Луи опустил глаза на маленькую дочку в деревянной колыбели. Она похрапывала, сомкнув крошечные, как речные ракушки, веки, которые казались чересчур слабенькими для густых черных ресниц. Имя ей подходило: она была розовая и мягкая, как роза. За истекшие шесть недель его первое разочарование немного улеглось. Как говорили некоторые из выражавших сочувствие, девочки полезны, если их не слишком много, а Кэтрин, по крайней мере, доказала, что может рожать относительно легко. Спустя всего несколько дней после родов она уже досадовала на вынужденное заключение в комнате. В следующий раз обязательно будет мальчик. Этим утром она посетила церковь, а значит снова может выполнять свои женские обязанности, в том числе и на ложе. Хотя, конечно, Луи не испытывал голода в период, пока она была недоступна. Кухонная девчонка Вульфхильд очень неплохо показывала себя в конюшне, да и пара женщин в деревне тоже. Если Кэтрин и подозревала это, она ничего не сказала. С рождением ребенка в ее жизни словно не осталось места ничему другому, для него тоже.

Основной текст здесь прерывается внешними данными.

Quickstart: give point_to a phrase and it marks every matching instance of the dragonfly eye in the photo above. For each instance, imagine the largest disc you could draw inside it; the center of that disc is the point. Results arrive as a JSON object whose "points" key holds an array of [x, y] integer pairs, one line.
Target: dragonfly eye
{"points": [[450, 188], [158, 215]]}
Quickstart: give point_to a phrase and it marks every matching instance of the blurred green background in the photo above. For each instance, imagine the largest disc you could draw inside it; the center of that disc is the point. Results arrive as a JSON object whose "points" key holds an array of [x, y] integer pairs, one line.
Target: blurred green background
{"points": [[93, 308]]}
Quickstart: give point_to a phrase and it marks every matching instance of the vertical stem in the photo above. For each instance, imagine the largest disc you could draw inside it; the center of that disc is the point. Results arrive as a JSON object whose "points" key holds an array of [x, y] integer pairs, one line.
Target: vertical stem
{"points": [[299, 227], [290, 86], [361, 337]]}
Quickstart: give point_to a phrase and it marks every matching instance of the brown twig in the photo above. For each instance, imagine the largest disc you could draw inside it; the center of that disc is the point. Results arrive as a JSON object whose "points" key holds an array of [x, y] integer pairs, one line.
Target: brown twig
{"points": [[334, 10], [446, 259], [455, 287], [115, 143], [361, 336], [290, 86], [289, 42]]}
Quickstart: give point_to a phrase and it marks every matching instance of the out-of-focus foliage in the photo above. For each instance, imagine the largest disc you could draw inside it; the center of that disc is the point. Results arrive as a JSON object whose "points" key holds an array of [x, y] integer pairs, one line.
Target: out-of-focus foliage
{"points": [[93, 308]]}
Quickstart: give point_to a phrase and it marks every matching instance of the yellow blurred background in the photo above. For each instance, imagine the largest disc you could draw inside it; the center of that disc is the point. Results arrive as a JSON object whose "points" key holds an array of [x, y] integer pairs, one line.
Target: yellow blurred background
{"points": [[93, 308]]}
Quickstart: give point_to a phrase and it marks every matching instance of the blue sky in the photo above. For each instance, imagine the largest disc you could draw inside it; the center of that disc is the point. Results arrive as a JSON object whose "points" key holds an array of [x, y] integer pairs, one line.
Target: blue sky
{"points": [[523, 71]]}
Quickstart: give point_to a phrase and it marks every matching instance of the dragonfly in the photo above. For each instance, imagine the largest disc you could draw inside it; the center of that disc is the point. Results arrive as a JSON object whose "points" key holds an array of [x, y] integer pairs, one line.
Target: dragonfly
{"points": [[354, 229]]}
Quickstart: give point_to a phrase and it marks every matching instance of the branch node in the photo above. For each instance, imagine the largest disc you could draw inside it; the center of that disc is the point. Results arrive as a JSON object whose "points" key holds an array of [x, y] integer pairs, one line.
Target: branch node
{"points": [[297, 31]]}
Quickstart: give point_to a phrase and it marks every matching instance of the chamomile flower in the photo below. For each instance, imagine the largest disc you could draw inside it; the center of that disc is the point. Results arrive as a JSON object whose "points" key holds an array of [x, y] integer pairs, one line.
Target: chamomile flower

Полностью занята сосущим младенцем, да к тому же еще и девочкой! Луи скривил губы. Она даже настояла, что будет сама кормить младенца, как простая крестьянка, вместо того, чтобы вести себя согласно своему рангу и нанять кормилицу. Когда он запротестовал, она держалась так твердо, что пришлось уступить и уединиться на часок в конюшне вместе с Вульфхильд.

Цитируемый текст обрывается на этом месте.